Dear Mr. Essner:
I am sure that you will receive much agreement from all persons affected by this disease of Dr. Alzheimer.
My conjecture is that in order to defeat this disease science needs to stop trying to meet the monetary needs of the pharmaceutical companies and get back to dealing with the people affected.
For example, I have Early On-Set Alzheimer's Disease, (EOAD). I am told it is a rare type of AD, a genetic anomaly. But it is Alzheimer's no less, and not any different than that experienced by a person who is age 69 or 98. But researchers decline to use me as a research subject because I am too young. I am 52, and other than my brain going into uncharted territory, I am healthy. But most researchers dealing with new medications don't want to use me as volunteer lab 'rat'.
On top of that, I am Early Stage, which means I have not achieved a significant amount of brain dysfunction to interest researchers. However, I go to my doctors, specialists in Alzheimer's disease, and ask them about events that I feel physically in my brain - events that put me on the couch for 8 hours at a time. And, as I have discovered, [these events] are precursors to new brain malfunction and memory degeneration.
I am told that it is not part of the known symptomology of AD. Then when I ask, "What are the earliest symptoms of the disease," I am told, "We don't know."
No one knows when this disease starts! How can you cure a thing that you can not determine its first beginnings? Why aren't researchers falling all over themselves to contact persons like me? We are the closest to the beginning of onset! I have the family history, the genetic knowledge and the disease has begun - my 95% chance is now 100% with this disease.

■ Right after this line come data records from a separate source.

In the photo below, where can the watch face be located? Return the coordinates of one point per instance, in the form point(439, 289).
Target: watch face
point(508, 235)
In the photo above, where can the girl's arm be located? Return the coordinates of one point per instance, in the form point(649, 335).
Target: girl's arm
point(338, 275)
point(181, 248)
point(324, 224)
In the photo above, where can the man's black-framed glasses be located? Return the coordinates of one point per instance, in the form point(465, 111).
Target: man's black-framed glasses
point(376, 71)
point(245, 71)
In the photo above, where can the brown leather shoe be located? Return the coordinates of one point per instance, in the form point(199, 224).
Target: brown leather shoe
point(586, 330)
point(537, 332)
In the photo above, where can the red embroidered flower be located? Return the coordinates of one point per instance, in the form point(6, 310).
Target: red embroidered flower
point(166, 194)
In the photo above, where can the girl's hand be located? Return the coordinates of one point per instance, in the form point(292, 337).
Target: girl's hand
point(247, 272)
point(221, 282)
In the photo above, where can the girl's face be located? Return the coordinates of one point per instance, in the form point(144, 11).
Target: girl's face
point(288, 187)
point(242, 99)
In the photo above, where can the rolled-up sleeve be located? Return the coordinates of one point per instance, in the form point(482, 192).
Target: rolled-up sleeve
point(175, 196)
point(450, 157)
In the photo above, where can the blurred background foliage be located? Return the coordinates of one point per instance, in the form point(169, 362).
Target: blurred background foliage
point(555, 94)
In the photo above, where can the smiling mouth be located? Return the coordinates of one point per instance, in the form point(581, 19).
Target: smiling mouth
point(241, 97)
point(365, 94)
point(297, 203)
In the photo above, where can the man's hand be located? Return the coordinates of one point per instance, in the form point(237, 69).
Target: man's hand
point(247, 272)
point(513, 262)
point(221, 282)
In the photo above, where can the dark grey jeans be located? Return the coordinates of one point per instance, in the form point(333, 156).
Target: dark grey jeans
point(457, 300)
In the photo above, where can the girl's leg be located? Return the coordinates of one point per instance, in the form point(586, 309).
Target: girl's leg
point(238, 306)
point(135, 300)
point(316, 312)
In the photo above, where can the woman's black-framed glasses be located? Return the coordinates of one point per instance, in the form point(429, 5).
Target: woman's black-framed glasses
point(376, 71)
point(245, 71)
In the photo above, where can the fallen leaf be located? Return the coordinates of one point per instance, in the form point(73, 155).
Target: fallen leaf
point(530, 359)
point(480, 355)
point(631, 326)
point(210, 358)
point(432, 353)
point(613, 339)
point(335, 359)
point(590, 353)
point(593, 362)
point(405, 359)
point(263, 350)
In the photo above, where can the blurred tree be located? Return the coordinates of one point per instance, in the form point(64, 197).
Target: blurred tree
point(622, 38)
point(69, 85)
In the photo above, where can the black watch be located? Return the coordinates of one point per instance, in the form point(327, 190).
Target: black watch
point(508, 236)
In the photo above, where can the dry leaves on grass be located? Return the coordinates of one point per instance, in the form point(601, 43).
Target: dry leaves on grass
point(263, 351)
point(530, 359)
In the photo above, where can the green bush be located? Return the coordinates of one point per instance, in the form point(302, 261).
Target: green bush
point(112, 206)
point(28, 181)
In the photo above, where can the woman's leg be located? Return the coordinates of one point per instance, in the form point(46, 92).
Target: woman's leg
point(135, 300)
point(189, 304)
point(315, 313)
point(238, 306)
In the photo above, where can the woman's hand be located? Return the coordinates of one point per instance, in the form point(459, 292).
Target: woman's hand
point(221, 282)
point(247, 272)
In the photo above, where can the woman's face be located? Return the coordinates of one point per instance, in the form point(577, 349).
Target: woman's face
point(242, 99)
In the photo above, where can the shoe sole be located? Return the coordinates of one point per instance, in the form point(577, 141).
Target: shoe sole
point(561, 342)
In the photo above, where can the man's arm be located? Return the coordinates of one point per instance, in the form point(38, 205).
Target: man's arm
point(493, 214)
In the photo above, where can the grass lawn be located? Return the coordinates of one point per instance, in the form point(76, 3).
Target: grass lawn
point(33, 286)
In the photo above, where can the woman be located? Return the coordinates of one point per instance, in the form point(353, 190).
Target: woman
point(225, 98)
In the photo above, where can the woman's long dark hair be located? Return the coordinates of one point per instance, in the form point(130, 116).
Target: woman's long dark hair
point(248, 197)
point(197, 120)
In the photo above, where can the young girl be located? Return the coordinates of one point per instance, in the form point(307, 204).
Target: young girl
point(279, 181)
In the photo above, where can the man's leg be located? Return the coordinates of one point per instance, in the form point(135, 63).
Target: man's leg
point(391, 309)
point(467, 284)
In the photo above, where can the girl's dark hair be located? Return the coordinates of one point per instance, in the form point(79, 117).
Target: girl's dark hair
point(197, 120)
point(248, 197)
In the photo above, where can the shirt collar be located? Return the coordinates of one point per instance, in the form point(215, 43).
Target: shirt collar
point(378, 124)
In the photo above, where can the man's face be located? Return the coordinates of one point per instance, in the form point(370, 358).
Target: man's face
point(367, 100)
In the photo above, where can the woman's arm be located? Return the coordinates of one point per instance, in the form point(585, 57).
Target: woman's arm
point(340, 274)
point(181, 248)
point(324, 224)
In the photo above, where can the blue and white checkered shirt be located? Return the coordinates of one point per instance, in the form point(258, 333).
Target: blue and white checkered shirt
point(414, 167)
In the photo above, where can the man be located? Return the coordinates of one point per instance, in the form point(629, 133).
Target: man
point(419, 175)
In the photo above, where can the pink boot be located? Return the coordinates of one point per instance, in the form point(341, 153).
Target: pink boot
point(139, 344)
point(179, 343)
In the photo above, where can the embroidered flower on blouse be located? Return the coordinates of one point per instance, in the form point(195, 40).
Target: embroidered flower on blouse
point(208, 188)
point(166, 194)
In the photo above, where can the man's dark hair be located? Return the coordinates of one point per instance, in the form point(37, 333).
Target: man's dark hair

But no one wants me as a research 'rat' because, "I am not the right age!" I am documenting my symptoms, and asking why things are happening to my body and brain as they happen. As my degeneration continues, I will eventually be unable to talk to you about my symptoms. I will be unable to have the words to describe how I feel internally. And you will have missed out on an opportunity for measuring a great social and medical opportunity, maybe as big as Dr. Alzheimer's discovery.
That opportunity to learn about Early Stage is slipping away from you, day by day, as we EOAD's slide the steep slope to our oblivious death. Too bad! You could have learned so much from us.